PRESENTING EXPERIMENTAL WORK IN OPTICAL SOUND AND NEUROFEEDBACK TECHNOLOGY
“And what is the purpose of writing music? … The answer must take the form of a paradox: a purposeful purposelessness or a purposeless play. This play, however, is an affirmation of life—not an attempt to bring order out of chaos nor to suggest improvements in creation, but simply a way of waking up to the very life we’re living, which is so excellent once one gets one’s mind and one’s desires out of its way and lets it act of its own accord.”
— John Cage (Silence: Lectures and Writings)
OPENING FRIDAY, MAY 8TH, 7 – 9 PM, REVERSE will present two interactive, experimental artists’ projects that employ novel technologies to mediate, augment and echo our experience of the world around us. Their effects are both trans-sensory—as shapes become sounds—and revelatory—as brain waves become both audible and visible. The result, in both cases, is a strange new music.
Lisa Park’s Eunoia II, which she has developed at the New Museum’s NEW INC incubator, is an investigation into a new form of expression and shared experience by visually reflecting the vibrations of the mind on the surface of water. Spreading across the floor in the rear of the gallery, a networked group of 48 speakers – all containing pools of water – are connected via Bluetooth to electroencephalogram (EEG) headsets, which are worn by up to two visitors at once. The EEG headsets track changes in visitors’ brainwaves, and the data is sent to a computer, where custom-written code is used to calibrate volume, pitch and panning, and translate those values into sound. The audio output is played through the speakers, causing distinctive ripples and vertical spray in the trays of water resting atop each speaker. The result is an audio-visualization of participants’ emotions, with the potential to see the real-time synchronization of individuals’ brain activity as they respond to neurofeedback. Colin Harrington and Amar Lal contributed to Eunoia II as an audio engineer and a sound programmer, respectively.
Park will also introduce a mobile application that creates custom data visualizations based upon individuals’ experiences with the EEGs. The app is in development with programmer Ji-Hyun Lee as part of Eudaimonia, the next iteration of this project.

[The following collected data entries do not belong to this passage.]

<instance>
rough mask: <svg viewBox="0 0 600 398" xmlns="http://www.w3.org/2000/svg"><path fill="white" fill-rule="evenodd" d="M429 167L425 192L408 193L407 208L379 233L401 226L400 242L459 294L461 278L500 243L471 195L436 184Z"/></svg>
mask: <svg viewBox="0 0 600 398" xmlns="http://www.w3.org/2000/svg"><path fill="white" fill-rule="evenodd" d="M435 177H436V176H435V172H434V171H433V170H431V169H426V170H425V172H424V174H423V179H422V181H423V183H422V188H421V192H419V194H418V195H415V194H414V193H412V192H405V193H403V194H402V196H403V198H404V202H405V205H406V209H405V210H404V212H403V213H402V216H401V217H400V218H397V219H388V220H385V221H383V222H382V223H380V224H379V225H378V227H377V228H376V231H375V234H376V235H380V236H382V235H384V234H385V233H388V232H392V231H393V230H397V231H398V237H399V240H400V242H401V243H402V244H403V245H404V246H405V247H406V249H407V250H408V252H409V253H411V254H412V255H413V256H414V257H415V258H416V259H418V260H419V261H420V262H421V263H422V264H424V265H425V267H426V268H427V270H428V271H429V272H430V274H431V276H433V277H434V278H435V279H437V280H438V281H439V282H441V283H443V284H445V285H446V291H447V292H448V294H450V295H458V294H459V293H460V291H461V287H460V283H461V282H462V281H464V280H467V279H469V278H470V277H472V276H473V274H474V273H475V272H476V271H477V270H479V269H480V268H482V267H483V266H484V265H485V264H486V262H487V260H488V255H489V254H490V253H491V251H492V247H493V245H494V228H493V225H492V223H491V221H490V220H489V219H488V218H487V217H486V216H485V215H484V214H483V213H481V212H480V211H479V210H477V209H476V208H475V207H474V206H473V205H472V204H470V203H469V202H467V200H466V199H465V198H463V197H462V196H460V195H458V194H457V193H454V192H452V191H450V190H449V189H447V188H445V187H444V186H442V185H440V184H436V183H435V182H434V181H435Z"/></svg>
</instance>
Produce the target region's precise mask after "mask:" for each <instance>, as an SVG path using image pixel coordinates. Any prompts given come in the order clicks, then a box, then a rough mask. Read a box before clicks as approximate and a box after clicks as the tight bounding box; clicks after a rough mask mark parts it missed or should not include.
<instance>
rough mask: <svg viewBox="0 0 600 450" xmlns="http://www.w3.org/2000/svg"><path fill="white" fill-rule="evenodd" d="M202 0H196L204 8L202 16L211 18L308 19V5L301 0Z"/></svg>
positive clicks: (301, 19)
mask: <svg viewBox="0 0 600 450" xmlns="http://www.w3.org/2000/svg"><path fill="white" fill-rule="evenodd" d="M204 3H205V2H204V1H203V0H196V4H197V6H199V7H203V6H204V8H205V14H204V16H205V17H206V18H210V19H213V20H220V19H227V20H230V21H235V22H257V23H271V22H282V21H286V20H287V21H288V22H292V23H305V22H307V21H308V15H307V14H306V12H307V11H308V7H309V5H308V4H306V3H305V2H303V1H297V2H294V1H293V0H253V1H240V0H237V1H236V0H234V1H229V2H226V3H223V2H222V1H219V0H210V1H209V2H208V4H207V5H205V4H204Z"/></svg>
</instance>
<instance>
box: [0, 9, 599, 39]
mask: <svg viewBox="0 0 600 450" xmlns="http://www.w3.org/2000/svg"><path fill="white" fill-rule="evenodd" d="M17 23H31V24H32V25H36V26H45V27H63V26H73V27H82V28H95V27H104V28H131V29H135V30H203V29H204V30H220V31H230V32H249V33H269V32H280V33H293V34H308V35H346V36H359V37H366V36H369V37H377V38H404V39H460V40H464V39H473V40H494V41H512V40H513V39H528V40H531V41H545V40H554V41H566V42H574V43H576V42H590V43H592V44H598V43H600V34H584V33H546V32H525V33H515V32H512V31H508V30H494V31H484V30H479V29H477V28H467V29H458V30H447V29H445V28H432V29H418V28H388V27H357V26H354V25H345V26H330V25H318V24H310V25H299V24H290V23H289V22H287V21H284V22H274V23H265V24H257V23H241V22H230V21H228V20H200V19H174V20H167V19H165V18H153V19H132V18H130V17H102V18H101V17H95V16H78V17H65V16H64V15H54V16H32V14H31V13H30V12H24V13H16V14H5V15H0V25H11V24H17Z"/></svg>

Danish-born artists Louise Foo and Martha Skou present Format No. 1 for the first time in the United States, following its March debut in Copenhagen. Their stark geometric wall sculptures in the front of the gallery form a striking visual tableau that also functions as a score. Visitors can scan the walls using a specially designed smartphone application, created in collaboration with programmer Johann Diedrick, that translates visual information to sound. The image-to-sound algorithm used in the application, and the three-dimensional score itself, are organized around a time vs. frequency methodology, in keeping with traditional sound mapping techniques. The wall is an open score meant to allow the participant an intuitive, personal and transformative experience.
About the Artists
Lisa Park has an MPA in interactive telecommunications from New York University’s Tisch School of the Arts. Park is a current member of NEW INC, the New Museum’s first museum-led incubator in art, technology and design. She was recently awarded the New York Foundation for the Arts 2014 fellowship in the category of Digital/Electronic Arts.
Louise Foo holds an MPS in interactive telecommunications from New York University’s Tisch School of the Arts. She is a 2012 recipient of a Fulbright Ministry of Culture Award. She is a current fellow, with Marth Skou, at the New York Art Residency And Studios Foundation. The duo will begin a residency at Pioneer Works in Brooklyn later in 2015.
Martha Skou holds an MA in visual communication from the Royal Danish Academy of Fine Arts, School of Design. She is a current fellow, with Louise Foo, at the New York Art Residency And Studios Foundation. The duo will begin a residency at Pioneer Works in Brooklyn later in 2015.